According to data from the Ghana Investment Promotion Centre (GIPC), between 2011 and 2015, the value of FDI has dropped from US$6.3billion to US$2.3billion, worsening to US$1.9billion in the first three quarters of 2016.
Local investment, on the other hand, has increased by a whopping 1,033.2percent from US$829.5million in 2013 to US$9.4billion in 2015.
Explaining the FDI drop to the B&FT, Mawuena Trebarh, CEO of the GIPC, said FDI inflows on a global scale have struggled to recover since the global economic and financial crisis of 2008.
“This trend is, therefore, not specific to Ghana and it is not isolated from the global economy,” she said, adding that the GIPC, itself, has become careful and is focusing on quality investments and not merely shoring up the numbers.
“If we can demonstrate that this investment can create a certain number of jobs and will be able to transfer this kind of technology, then we will push that agenda and make recommendations for incentives, because we can prove that within a certain time frame, it is not just tax revenue, but ancillary jobs, that will be created,” she said.
“It is important to note that Ghana, today, is significantly different from what Ghana was two decades ago, and that is why our legislation has had to change to meet the requirement of the new economic era in which we find ourselves.
We must promote investments that will create development, which include jobs and new technologies. If we do not look at investment promotion in that context, then we will look at hard numbers and we can’t tie in the development requirements,” she added.
Two sectors the GIPC has strategically attracted investments in are manufacturing and tourism, Mawuena Trebarh explained.
Some major investments attracted included Ciments De L’Afrique Ghana, a cement plant at Tema valued at US$75million and expected to create 1,200 jobs; and Wangkang Ghana Ceramics Limited, a ceramics floor and wall tiles manufacturing company at Eshiem in Sekondi-Takoradi, valued at US$93.6million, with about 2,000 jobs to be created.
Twyford Ceramics Co. Ltd is also in with US$77.26million investment, to manufacture ceramic floor tiles at Aboadze in the Western Region, and to create an expected 1,700 jobs.

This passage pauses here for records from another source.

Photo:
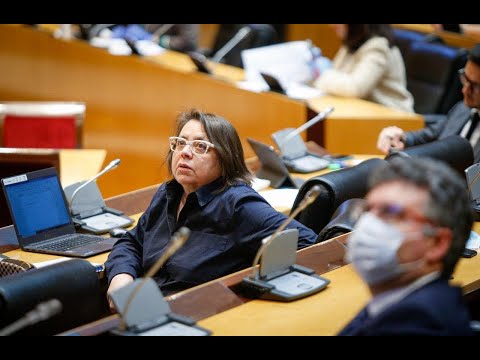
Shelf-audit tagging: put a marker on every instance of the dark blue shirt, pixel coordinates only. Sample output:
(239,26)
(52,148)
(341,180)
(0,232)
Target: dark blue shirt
(226,231)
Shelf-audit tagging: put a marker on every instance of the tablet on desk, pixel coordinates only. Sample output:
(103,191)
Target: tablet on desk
(200,62)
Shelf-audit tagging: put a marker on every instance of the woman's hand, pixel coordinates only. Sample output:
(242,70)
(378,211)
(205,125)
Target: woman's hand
(117,282)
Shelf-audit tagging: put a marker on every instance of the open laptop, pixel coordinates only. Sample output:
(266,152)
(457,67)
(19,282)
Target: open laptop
(295,154)
(273,168)
(42,219)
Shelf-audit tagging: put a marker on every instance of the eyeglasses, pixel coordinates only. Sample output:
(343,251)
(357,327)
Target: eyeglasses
(198,146)
(395,212)
(465,80)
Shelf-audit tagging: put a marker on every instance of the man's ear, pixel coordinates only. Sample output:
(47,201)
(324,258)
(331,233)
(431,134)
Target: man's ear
(442,240)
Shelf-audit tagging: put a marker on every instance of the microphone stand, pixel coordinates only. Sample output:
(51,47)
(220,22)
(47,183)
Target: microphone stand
(41,312)
(309,198)
(287,281)
(113,164)
(234,41)
(144,310)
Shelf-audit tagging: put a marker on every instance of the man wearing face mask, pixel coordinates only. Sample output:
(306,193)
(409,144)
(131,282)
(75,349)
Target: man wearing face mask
(405,247)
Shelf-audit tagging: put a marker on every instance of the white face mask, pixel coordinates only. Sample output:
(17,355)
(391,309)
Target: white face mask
(372,249)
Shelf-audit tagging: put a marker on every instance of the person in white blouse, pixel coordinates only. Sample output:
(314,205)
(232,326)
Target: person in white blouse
(367,66)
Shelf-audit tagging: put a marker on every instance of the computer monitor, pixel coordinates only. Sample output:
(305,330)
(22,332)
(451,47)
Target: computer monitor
(14,161)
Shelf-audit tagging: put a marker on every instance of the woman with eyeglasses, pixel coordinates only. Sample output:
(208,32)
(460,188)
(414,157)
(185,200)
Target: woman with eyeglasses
(461,120)
(210,194)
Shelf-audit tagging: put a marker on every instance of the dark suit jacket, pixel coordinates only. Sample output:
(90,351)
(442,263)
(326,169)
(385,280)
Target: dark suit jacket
(443,126)
(434,309)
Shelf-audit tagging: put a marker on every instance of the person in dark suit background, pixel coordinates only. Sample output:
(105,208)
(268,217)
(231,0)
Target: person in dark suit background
(405,246)
(461,119)
(178,37)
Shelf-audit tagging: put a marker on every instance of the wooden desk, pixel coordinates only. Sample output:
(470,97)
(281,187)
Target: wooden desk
(80,164)
(451,38)
(322,35)
(132,101)
(353,127)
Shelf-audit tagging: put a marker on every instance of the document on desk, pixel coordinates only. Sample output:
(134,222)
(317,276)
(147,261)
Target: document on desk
(288,62)
(280,198)
(41,264)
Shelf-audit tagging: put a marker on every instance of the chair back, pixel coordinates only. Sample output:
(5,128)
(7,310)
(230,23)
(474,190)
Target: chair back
(42,124)
(454,150)
(13,266)
(337,187)
(74,283)
(404,39)
(14,161)
(343,220)
(432,76)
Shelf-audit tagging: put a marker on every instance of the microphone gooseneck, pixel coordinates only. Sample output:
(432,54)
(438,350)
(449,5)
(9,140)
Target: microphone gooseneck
(113,164)
(161,31)
(234,41)
(177,241)
(41,312)
(309,198)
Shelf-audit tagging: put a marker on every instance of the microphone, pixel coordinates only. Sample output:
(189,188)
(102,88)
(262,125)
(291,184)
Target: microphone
(178,240)
(320,116)
(281,278)
(472,174)
(157,34)
(41,312)
(230,44)
(113,164)
(309,198)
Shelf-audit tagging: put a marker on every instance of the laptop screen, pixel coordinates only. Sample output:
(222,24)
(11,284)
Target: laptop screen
(37,203)
(291,148)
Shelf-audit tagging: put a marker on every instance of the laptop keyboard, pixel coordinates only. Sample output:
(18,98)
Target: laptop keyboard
(310,163)
(70,242)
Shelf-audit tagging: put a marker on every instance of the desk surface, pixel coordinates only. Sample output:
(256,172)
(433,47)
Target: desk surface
(353,127)
(136,128)
(80,164)
(132,101)
(36,257)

The GIPC also sees the entry of Perennial Ghana Development Limited (Shangri La), as a strategic one. The US$506million investment is a development of a mix use facility, with a 5-star hotel, serviced luxury apartments, offices, and a retail mall in Accra, expected to create about 15,312 jobs.

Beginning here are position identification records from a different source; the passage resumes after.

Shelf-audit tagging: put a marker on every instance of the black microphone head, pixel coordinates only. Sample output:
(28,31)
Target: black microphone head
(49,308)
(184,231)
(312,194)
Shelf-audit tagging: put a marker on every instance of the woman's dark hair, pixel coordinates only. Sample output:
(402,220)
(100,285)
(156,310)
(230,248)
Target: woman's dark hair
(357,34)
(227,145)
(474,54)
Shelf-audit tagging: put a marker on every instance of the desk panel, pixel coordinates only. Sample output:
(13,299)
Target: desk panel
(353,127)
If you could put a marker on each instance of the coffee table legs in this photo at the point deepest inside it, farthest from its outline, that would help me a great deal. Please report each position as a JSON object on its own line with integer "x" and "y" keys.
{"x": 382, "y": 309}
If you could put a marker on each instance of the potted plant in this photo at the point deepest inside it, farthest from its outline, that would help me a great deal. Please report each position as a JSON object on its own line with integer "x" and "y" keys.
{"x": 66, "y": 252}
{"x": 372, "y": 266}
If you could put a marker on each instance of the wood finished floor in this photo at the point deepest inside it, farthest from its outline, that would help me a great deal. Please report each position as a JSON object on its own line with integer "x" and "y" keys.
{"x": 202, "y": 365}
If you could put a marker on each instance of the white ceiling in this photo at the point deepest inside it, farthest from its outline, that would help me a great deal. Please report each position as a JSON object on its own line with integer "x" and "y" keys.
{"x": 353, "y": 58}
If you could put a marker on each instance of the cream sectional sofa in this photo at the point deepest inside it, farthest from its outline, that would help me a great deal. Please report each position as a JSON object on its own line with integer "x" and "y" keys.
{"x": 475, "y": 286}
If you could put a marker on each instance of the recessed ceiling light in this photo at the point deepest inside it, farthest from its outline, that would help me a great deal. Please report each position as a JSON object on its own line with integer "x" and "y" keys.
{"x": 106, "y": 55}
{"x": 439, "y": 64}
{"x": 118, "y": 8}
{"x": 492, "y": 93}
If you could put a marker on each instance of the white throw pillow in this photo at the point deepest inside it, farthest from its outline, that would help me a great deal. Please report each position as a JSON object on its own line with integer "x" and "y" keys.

Another worthy FDI the GIPC mentions is the US$59.45million Hilton Garden Inn at Airport City, by Independent Properties Limited, expected to create 414 jobs.
“Looking at what is required to build a strong tourism investment promotion initiative, if we do not have appropriate hospitality facilities it will be difficult to attract investors,” Mawuena Trebarh said. “Tourism is a big opportunity area for us and a huge place to create jobs.”
According to the UNCTAD Investment Report, West Africa’s FDI inflows have been dwindling, from a high of US$16.8billion in 2012, to a low of US$9.9billion in 2015.
Globally, according to the same report, FDI has seen a consistent decline from US$1.5trillion in 2011 to US$1.3trillion in 2014, before rising marginally to US$1.8trillion in 2015.